Republicans won big at the state level Tuesday, and now control a record 67 chambers across the country.
The previous all-time high was 64 chambers in 1920. In 27 states, Republicans control both chambers, and in 23 states they control both chambers and the governor’s mansion. Democrats have complete control of just seven.
Arkansas is one of those states, following Asa Hutchinson’s win in the governor’s race over Democrat Mike Ross. Democrats lost majorities in ten chambers, including the Colorado, Maine and New York state senates, plus both houses of West Virginia.
“Voters overwhelmingly elected a new, open, innovative future for their families by electing state-level Republicans in record numbers across the nation, including in traditionally blue states,” Republican State Leadership Committee President Matt Walter said in a statement.
Democrats have dominated state chambers for much of the past century with the help of a process of redistricting that occurs every 10 years following the national census. Democrats used that system to redraw district lines to their advantage.

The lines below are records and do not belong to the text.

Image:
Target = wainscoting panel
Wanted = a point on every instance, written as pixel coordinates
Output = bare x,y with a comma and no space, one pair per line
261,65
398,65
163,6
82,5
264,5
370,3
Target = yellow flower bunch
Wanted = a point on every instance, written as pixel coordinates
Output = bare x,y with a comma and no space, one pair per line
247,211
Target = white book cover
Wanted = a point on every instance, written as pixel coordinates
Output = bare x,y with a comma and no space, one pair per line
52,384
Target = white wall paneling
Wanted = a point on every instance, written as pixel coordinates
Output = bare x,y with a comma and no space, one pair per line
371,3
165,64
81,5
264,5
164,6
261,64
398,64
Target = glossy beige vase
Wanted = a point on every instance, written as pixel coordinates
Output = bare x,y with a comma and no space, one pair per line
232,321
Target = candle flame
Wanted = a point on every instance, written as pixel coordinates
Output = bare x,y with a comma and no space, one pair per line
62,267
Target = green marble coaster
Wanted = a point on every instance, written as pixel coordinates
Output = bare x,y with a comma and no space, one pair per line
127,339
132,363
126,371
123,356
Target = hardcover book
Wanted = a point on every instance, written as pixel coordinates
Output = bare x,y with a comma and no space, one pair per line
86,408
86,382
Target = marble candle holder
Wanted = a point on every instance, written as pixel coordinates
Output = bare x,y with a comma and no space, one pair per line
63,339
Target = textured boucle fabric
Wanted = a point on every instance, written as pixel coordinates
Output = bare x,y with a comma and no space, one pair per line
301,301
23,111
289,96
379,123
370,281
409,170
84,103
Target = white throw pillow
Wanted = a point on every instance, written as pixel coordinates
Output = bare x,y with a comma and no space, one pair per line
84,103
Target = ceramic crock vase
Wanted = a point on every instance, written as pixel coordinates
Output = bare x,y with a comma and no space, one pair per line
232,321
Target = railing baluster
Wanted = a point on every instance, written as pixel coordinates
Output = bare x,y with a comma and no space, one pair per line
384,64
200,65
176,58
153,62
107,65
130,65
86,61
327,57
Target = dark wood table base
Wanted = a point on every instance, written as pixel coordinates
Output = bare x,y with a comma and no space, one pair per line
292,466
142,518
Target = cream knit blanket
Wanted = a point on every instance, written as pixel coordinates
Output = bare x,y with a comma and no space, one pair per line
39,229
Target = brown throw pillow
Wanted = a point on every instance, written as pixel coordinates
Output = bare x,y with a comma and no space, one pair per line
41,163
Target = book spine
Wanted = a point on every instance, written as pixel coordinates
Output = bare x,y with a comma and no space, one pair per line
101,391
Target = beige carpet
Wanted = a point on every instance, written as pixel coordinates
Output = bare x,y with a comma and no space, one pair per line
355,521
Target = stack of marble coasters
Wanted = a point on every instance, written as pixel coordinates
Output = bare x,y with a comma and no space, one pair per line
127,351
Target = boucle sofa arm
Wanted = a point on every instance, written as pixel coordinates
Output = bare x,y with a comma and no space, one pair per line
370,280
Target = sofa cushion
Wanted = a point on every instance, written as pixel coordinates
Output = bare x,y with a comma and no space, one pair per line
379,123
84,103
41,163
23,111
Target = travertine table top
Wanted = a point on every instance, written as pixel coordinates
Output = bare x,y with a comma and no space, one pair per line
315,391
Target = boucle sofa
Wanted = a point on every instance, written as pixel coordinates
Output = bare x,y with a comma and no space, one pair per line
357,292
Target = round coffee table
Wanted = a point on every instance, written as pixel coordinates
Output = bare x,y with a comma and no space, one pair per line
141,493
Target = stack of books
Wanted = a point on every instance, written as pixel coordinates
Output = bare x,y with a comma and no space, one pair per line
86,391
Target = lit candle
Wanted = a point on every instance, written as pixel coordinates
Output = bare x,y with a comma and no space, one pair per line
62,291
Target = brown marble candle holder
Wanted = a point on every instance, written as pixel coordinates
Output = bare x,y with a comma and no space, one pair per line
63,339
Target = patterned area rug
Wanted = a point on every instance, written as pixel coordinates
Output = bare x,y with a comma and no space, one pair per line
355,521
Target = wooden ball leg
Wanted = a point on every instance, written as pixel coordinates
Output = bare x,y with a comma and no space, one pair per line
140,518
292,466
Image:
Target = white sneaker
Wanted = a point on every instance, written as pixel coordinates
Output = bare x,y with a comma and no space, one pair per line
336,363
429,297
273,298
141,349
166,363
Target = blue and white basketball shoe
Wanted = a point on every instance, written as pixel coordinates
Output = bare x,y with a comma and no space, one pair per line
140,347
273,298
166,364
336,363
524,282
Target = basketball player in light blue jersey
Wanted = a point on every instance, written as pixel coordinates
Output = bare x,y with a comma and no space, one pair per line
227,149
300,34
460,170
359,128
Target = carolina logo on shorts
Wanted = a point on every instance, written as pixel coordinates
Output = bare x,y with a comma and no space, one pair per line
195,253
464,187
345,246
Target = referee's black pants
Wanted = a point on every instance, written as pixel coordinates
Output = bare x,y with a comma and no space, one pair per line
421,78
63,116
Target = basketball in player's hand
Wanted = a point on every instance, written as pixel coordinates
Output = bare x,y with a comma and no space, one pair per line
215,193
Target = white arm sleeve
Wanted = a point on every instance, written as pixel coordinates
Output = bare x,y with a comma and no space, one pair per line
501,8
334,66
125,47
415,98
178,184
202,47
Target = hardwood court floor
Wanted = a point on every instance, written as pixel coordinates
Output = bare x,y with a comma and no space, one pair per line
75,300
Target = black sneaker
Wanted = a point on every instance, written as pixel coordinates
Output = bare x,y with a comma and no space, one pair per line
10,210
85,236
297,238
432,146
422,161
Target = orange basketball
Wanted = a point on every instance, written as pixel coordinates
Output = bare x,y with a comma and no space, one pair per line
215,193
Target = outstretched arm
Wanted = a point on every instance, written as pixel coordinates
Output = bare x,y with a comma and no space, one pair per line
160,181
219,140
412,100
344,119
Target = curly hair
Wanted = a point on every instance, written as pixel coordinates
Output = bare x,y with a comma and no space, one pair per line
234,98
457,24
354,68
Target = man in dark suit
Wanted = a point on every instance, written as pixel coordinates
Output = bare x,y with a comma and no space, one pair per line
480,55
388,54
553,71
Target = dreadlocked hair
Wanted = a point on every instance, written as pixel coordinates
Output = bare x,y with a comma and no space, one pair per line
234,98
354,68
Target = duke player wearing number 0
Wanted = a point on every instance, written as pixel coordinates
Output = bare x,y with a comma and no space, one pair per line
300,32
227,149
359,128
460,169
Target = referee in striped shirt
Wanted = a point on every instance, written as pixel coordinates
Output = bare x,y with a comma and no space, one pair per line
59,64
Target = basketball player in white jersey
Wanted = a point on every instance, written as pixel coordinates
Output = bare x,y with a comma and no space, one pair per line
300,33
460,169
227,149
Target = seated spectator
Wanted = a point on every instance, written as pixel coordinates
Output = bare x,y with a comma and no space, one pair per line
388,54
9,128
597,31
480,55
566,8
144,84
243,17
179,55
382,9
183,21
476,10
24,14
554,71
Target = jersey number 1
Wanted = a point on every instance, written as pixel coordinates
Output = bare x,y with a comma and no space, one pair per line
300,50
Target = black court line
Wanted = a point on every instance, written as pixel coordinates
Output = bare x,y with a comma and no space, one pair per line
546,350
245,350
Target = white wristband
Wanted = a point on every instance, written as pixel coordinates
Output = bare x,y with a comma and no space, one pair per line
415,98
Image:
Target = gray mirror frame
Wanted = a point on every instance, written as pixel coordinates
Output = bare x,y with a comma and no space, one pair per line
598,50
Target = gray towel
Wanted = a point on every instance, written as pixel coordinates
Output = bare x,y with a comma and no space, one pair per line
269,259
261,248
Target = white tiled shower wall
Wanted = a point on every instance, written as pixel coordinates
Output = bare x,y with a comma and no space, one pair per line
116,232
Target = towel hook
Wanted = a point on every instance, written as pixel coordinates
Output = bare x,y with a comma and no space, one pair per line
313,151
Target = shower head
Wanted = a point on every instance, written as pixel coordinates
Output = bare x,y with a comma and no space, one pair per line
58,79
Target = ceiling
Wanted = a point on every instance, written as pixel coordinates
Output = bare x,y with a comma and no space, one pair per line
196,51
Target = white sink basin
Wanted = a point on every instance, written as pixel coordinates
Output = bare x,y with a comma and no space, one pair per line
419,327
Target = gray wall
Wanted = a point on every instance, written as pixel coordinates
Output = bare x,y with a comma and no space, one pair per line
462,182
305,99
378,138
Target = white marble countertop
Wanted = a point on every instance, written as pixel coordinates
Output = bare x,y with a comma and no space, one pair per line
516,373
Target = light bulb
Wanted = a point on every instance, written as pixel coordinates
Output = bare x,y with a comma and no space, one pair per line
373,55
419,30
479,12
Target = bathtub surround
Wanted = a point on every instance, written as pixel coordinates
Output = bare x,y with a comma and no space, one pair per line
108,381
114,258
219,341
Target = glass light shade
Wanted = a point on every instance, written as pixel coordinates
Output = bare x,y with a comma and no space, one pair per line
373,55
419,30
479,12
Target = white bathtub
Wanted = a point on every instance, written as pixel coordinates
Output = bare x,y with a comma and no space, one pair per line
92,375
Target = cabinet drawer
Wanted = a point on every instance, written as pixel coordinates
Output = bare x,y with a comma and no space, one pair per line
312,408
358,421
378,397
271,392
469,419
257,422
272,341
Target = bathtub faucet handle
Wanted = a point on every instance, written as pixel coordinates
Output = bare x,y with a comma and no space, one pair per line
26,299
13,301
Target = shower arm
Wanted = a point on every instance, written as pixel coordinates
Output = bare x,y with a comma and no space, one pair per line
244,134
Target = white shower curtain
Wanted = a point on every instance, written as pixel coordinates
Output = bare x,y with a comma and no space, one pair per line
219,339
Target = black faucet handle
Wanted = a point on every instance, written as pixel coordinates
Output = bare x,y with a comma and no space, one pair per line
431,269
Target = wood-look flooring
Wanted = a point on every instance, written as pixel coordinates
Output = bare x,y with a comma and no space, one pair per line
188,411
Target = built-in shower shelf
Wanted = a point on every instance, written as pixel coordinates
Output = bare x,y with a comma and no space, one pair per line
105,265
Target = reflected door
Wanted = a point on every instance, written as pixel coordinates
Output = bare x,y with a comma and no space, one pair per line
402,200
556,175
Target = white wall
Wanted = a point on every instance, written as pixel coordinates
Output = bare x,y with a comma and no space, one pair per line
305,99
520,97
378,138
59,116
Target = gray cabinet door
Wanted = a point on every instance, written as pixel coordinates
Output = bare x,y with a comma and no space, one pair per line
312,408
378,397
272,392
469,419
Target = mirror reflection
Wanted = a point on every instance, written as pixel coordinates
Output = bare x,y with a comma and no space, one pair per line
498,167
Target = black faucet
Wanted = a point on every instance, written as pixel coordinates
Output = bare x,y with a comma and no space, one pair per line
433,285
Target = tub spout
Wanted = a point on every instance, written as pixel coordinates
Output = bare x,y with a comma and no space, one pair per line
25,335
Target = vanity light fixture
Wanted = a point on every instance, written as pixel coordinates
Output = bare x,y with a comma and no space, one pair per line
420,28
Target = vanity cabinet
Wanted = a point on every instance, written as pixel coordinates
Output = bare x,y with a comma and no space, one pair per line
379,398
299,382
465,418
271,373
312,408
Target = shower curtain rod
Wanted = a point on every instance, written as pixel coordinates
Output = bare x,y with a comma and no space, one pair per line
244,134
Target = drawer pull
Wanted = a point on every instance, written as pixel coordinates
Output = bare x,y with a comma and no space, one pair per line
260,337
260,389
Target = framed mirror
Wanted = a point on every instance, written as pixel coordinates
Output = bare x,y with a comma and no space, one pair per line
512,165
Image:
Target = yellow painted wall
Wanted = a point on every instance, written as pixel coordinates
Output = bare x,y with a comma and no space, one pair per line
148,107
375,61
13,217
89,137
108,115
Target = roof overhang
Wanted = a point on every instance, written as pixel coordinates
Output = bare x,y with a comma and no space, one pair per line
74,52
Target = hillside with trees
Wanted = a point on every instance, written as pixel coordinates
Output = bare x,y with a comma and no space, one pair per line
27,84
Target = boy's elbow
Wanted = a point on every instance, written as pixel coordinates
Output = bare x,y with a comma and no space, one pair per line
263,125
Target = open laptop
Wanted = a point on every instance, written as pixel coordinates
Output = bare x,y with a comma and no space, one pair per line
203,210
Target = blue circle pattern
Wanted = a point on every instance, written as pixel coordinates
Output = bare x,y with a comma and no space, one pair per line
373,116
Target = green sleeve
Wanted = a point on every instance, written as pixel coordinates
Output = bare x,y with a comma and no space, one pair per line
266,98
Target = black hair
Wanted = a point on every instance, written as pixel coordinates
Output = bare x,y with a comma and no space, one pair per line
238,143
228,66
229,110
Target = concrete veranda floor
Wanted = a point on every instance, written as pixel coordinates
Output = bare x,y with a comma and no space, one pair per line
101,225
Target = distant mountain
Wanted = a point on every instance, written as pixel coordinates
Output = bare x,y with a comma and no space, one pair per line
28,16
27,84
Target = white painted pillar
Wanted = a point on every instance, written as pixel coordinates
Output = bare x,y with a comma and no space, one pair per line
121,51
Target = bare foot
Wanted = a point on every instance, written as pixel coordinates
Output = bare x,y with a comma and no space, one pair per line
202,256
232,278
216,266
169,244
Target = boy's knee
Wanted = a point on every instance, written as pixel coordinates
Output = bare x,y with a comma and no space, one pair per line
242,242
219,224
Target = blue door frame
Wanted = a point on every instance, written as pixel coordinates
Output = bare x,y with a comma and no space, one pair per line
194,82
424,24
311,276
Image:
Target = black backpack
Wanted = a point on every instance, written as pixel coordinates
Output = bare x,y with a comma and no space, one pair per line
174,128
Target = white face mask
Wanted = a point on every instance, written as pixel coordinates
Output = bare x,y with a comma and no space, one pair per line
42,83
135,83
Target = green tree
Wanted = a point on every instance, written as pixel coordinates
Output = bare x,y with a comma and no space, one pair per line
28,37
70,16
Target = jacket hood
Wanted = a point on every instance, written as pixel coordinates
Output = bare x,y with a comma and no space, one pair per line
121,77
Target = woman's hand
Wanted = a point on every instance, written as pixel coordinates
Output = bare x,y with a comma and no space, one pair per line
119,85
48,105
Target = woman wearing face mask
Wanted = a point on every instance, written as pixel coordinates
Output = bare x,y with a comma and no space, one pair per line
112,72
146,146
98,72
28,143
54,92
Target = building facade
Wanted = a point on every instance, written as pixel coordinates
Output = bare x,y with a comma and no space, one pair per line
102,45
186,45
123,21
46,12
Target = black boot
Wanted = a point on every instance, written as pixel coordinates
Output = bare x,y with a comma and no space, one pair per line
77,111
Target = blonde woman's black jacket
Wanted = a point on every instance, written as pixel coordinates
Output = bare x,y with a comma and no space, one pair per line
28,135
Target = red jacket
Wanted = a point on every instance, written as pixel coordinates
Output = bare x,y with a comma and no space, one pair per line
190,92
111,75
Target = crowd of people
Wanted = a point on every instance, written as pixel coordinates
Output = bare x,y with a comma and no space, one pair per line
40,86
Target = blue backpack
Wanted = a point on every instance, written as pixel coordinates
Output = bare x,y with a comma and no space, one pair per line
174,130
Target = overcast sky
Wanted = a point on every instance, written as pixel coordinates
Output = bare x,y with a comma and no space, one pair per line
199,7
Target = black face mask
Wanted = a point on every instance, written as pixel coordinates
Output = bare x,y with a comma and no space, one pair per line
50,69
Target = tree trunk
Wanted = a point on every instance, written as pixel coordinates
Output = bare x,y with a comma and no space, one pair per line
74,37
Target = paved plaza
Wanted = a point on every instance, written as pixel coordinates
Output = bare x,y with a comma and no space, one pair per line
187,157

But in 2000, Republicans were finally able to use it to their advantage in state and congressional races– and their strategy worked. In 2008, following two big elections for Democrats, the GOP held about the same number of chambers as they had following massive losses in the 1984 Reagan landslide. And in 2010, Republican controlled more than at any other time in modern history.
Control of state chambers doesn’t get much media attention, but it has a huge impact on national politics and policy. It allows governors to implement policies or reform that can be replicated by other states or at the national level, depending on their success.
Gov. Sam Brownback recently passed sweeping tax reform in Kansas, and his win is a victory for aggressive conservative fiscal policy around the country. Had he lost, other governors would likely have abandoned the idea of implementing similar policies in their state. (RELATED: Brownback Gets An ‘A’ For Politically Dangerous Tax Cuts)
Republicans could still pick up two more chambers in Maine and Colorado, where results are still pending.
The Democratic Congressional Campaign Committee blamed the heavy losses on an unfriendly map and hostile political environment. “This has been a record-breaking year for us,” DLCC Executive Director Michael Sargeant said in a statement. “We had our best fundraising year to date, recruited some of the best candidates we’ve ever seen, knocked on more doors than ever before– but it just wasn’t enough to overcome the difficult political environment.”